Polemik tentang status mitra pengemudi ojek online (ojol) dan pemberian Tunjangan Hari Raya (THR) dari perusahaan aplikasi transportasi daring terus menjadi sorotan. Muncul perdebatan apakah driver seharusnya diklasifikasikan sebagai pekerja tetap atau masih tetap dalam hubungan kemitraan seperti saat ini.
Guru Besar Hukum Perburuhan Universitas Trisakti, Aloysius Uwiyono menjelaskan bahwa secara yuridis, hubungan antara mitra pengemudi dan perusahaan aplikasi merupakan hubungan kemitraan, bukan hubungan kerja.

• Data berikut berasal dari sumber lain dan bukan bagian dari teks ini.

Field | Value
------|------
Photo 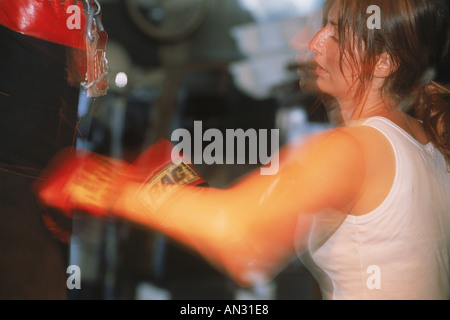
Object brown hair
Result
[324,0,450,162]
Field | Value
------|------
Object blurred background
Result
[69,0,450,300]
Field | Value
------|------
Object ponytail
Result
[415,82,450,168]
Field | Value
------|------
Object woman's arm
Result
[113,129,365,285]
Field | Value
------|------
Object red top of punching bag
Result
[0,0,86,49]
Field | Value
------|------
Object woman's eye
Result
[330,36,339,42]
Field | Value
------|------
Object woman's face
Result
[309,4,354,100]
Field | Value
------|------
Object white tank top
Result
[301,117,450,300]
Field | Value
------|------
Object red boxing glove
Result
[37,139,207,217]
[37,149,128,217]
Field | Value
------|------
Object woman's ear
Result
[374,52,397,78]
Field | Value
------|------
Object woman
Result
[37,0,450,299]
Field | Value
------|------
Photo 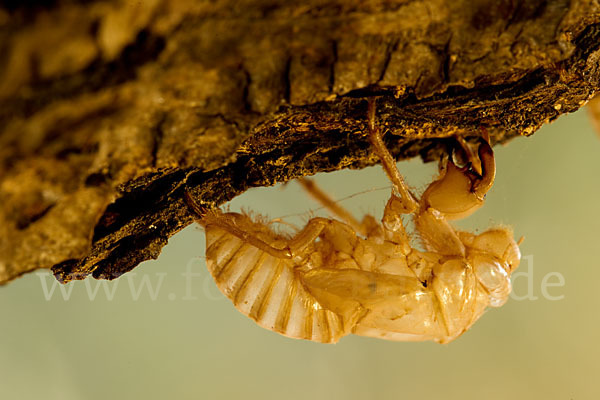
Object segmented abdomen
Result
[205,214,345,343]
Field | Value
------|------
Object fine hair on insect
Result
[187,100,521,343]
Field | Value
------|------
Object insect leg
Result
[369,100,418,214]
[298,178,367,235]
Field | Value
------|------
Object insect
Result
[188,101,520,343]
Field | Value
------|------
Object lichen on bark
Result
[0,0,600,284]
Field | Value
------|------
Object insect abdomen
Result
[205,214,345,343]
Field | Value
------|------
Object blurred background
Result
[0,110,600,400]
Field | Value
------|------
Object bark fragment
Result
[0,0,600,284]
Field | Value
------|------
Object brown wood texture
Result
[0,0,600,284]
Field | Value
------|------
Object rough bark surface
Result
[0,0,600,284]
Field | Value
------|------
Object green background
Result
[0,111,600,400]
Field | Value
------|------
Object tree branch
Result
[0,0,600,284]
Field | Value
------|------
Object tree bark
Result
[0,0,600,284]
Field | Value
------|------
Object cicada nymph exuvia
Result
[189,102,520,343]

Hal ini dipertegas oleh Pasal 15 Ayat (1), Peraturan Menteri Perhubungan Nomor 12 Tahun 2019 tentang Pelindungan Keselamatan Pengguna Sepeda Motor Yang Digunakan Untuk Kepentingan Masyarakat. Pasal tersebut secara eksplisit menyebutkan bahwa hubungan antara perusahaan aplikasi dan pengemudi adalah hubungan kemitraan.

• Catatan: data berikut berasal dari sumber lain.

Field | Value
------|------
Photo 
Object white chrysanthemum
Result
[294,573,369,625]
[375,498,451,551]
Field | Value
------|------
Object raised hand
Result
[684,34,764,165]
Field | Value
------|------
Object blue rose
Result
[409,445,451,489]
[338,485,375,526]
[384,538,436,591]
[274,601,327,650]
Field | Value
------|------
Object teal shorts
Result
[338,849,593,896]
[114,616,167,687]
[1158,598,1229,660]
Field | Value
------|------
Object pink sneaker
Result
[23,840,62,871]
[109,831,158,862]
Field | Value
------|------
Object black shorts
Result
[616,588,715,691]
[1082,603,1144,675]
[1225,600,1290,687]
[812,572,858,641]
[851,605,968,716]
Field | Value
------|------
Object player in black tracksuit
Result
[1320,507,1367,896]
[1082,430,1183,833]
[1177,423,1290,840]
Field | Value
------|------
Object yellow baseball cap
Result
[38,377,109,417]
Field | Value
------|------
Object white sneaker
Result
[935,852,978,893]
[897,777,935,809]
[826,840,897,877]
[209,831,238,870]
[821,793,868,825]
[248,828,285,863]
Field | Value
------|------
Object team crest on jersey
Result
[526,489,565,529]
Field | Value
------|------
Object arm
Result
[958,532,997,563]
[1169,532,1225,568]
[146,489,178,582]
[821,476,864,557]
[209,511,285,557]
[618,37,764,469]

Oleh sebab itu, secara politis, kewenangan Kementerian Tenaga Kerja hanya terbatas pada hubungan pekerja dengan Perusahaan Swasta atau BUMN yang disebut hubungan kerja.

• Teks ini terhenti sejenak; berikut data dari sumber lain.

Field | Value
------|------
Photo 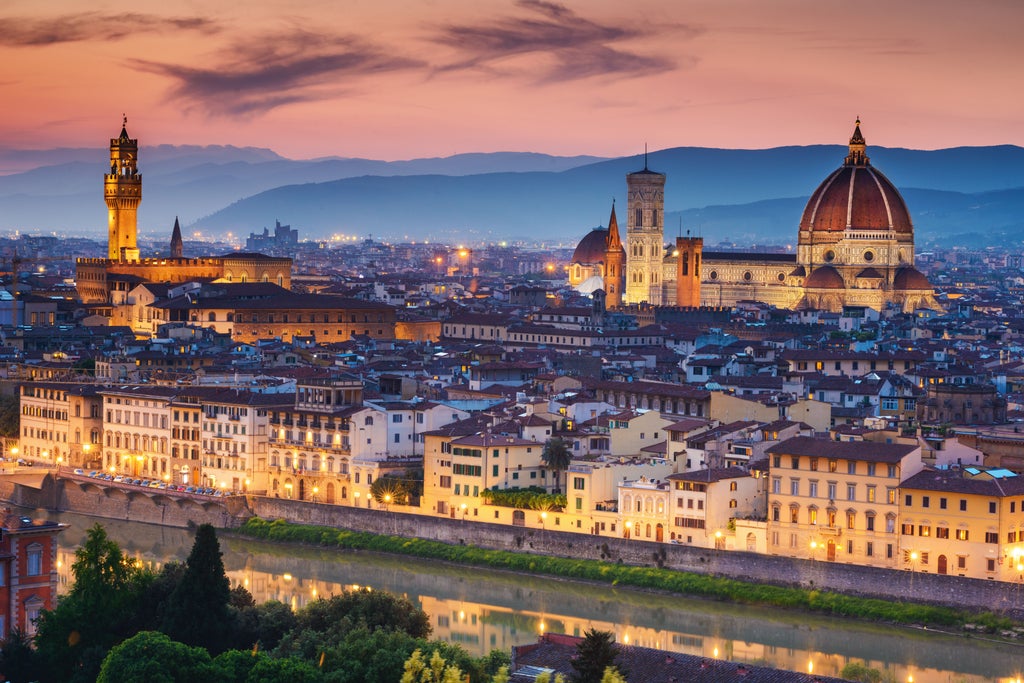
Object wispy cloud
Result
[434,0,700,82]
[0,12,218,47]
[129,29,425,116]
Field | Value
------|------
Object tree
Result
[370,476,411,506]
[541,436,572,494]
[572,629,618,683]
[601,667,627,683]
[401,649,463,683]
[96,631,217,683]
[161,524,233,654]
[36,524,154,683]
[0,629,39,683]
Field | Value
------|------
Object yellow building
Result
[658,467,759,550]
[75,119,292,304]
[768,436,923,568]
[17,382,103,467]
[899,467,1024,585]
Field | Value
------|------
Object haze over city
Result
[0,0,1024,160]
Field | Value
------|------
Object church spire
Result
[604,200,623,251]
[171,216,184,258]
[844,117,870,166]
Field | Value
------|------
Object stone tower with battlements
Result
[103,117,142,261]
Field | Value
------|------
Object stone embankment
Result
[0,476,1024,620]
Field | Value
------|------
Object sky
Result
[0,0,1024,160]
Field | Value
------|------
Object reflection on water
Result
[44,511,1024,683]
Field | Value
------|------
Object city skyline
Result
[0,0,1024,160]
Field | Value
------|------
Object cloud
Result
[434,0,688,82]
[0,12,218,47]
[129,29,425,116]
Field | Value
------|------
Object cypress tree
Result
[161,524,232,654]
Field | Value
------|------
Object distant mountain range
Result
[0,145,1024,247]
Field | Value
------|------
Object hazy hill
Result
[0,145,1024,245]
[190,146,1024,244]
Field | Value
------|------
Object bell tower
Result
[676,235,703,308]
[624,154,665,306]
[103,117,142,261]
[604,201,626,309]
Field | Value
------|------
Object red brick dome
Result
[800,120,913,244]
[572,227,608,263]
[893,266,932,290]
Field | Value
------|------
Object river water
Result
[32,510,1024,683]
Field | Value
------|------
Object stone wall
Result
[251,498,1024,618]
[6,477,1024,618]
[0,476,245,528]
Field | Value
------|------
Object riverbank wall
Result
[6,476,1024,621]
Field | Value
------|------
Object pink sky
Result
[0,0,1024,160]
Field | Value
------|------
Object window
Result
[25,543,43,577]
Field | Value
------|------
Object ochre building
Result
[75,119,292,304]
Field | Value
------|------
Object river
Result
[32,510,1024,683]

Aloysius menuturkan hubungan kemitraan ini berarti mitra pengemudi memiliki keleluasaan dalam menentukan jam kerja, menerima atau menolak pesanan, dan bekerja untuk lebih dari satu platform. Ini berbeda dengan hubungan kerja yang mensyaratkan adanya pekerjaan tetap, upah, dan perintah dari pemberi kerja yang mempekerjakan pekerja dengan membayar upah atau imbalan dalam bentuk lain.